The next time you swing by Toby Keith’s I Love This Bar & Grill at Harrah’s Las Vegas, look up. There, you’ll see some new flair, specifically, red Solo cup chandeliers.

Yes, that’s an actual thing.

Red solo cup chandelier

We are not making this up.

I Love This Bar & Grill at Harrah’s has been serving up ample portions of American favorites delivered by attractive young women in assless chaps since June 29, 2005.

“Red Solo Cup,” of course, was a big hit by Toby Keith, so it follows his namesake restaurant on the Las Vegas Strip would have accoutrements inspired by the song. The video for “Red Solo Cup” has received more than 37 million views on YouTube.

Red solo cup chandelier

Solo cups come in other colors, but 60% of all Solo cups are red.

Fun fact: The “Red Solo Cup” video features cameos by some Las Vegas regulars, including Lance Burton, Carrot Top, Jeff Dunham and Sammy Hagar.

While it’s not often in the headlines, Toby Keith’s I Love This Bar & Grill does solid business at Harrah’s.

Red solo cup chandelier

Upside down beer pong is considered the most difficult drinking game, ever.
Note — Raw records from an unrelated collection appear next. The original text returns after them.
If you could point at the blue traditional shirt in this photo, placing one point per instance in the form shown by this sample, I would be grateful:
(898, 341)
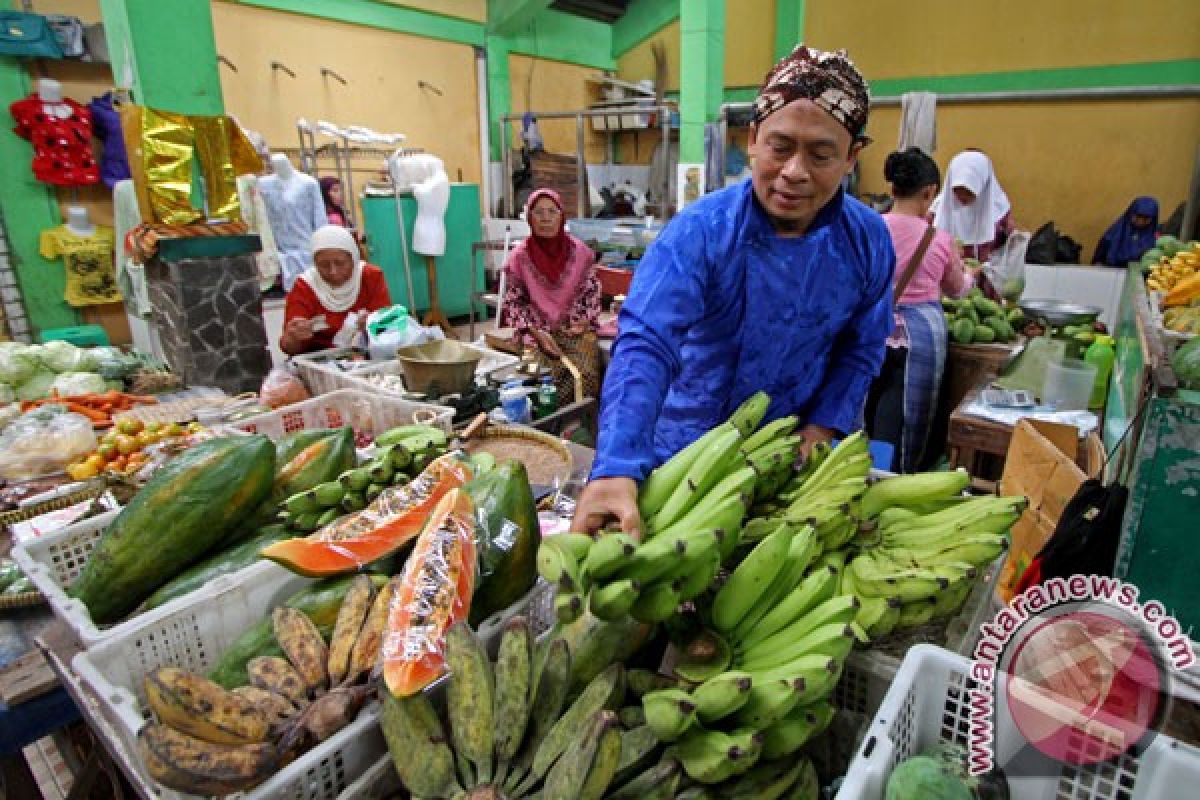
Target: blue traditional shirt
(723, 306)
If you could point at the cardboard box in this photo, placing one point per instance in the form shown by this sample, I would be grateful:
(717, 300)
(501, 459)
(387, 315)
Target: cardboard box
(1047, 462)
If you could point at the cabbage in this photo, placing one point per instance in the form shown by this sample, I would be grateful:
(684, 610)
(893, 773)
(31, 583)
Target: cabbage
(37, 385)
(17, 362)
(64, 356)
(79, 383)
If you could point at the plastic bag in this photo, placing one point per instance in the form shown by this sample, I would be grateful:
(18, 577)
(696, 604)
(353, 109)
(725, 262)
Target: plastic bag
(282, 388)
(43, 441)
(1006, 269)
(393, 328)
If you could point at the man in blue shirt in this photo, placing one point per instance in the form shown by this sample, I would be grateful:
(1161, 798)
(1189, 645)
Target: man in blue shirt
(781, 283)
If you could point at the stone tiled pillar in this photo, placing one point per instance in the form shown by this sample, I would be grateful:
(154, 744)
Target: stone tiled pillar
(209, 319)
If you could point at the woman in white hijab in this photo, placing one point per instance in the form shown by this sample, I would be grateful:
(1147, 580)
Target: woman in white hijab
(973, 206)
(339, 283)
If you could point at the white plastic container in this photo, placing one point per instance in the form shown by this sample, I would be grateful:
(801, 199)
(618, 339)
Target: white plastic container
(369, 414)
(1068, 385)
(54, 560)
(928, 703)
(195, 637)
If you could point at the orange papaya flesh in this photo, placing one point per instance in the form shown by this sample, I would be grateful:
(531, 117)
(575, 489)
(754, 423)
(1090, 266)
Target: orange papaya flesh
(439, 579)
(390, 522)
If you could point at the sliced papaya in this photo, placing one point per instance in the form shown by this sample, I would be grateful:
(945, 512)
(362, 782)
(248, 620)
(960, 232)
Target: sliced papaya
(389, 523)
(435, 593)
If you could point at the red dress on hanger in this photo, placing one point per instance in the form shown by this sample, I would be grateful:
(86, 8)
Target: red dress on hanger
(63, 154)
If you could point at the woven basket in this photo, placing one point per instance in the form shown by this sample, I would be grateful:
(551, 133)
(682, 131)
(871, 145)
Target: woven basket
(546, 458)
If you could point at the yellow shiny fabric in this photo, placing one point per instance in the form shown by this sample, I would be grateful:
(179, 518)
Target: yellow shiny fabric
(163, 146)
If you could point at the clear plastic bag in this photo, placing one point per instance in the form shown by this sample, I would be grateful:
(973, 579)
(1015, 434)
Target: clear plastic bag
(282, 388)
(43, 441)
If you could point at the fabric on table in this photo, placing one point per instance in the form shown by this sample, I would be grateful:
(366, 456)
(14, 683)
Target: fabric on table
(131, 275)
(61, 140)
(721, 306)
(918, 121)
(106, 124)
(91, 280)
(253, 212)
(295, 211)
(303, 304)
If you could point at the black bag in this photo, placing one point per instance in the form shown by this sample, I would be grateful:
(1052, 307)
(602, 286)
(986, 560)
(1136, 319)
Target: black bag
(1043, 245)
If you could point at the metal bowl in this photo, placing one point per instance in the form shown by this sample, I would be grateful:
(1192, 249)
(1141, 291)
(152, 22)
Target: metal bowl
(443, 367)
(1059, 313)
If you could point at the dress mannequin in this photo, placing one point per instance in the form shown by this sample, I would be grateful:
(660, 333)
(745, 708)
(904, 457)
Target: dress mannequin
(432, 196)
(78, 222)
(294, 210)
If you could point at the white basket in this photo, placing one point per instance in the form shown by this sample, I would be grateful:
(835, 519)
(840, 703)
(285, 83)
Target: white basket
(54, 560)
(195, 637)
(321, 374)
(369, 413)
(929, 702)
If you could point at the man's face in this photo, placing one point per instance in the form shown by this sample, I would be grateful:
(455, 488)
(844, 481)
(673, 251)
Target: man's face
(801, 154)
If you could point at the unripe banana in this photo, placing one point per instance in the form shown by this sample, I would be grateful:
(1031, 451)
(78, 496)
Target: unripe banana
(613, 601)
(607, 555)
(669, 713)
(906, 491)
(721, 696)
(749, 581)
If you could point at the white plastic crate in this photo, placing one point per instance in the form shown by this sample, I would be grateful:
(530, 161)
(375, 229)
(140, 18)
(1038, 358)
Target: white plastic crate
(321, 373)
(929, 702)
(195, 637)
(369, 413)
(54, 560)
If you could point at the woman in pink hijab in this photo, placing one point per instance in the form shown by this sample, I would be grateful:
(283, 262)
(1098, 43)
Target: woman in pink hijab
(552, 284)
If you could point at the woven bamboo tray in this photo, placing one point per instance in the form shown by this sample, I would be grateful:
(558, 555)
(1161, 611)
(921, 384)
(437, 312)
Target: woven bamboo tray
(546, 458)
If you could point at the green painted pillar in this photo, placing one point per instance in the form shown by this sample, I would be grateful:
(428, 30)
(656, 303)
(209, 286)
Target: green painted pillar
(499, 90)
(702, 73)
(29, 208)
(789, 25)
(165, 53)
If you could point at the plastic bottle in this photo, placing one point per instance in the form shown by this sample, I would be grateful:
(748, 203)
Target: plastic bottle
(547, 397)
(1102, 355)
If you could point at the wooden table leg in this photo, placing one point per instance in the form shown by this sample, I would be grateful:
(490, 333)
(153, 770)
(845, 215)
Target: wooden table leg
(435, 316)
The tongue-in-cheek red Solo cup chandeliers actually serve to class the place up a bit, and we’re a big fan of both creativity and self-depricating humor.

We can’t recall ever having had a meal at Toby Keith’s I Love This Bar & Grill, but we’ve had cocktails there, which might explain the first part of this sentence.

Look, it’s a slow news day, so cut us some slack.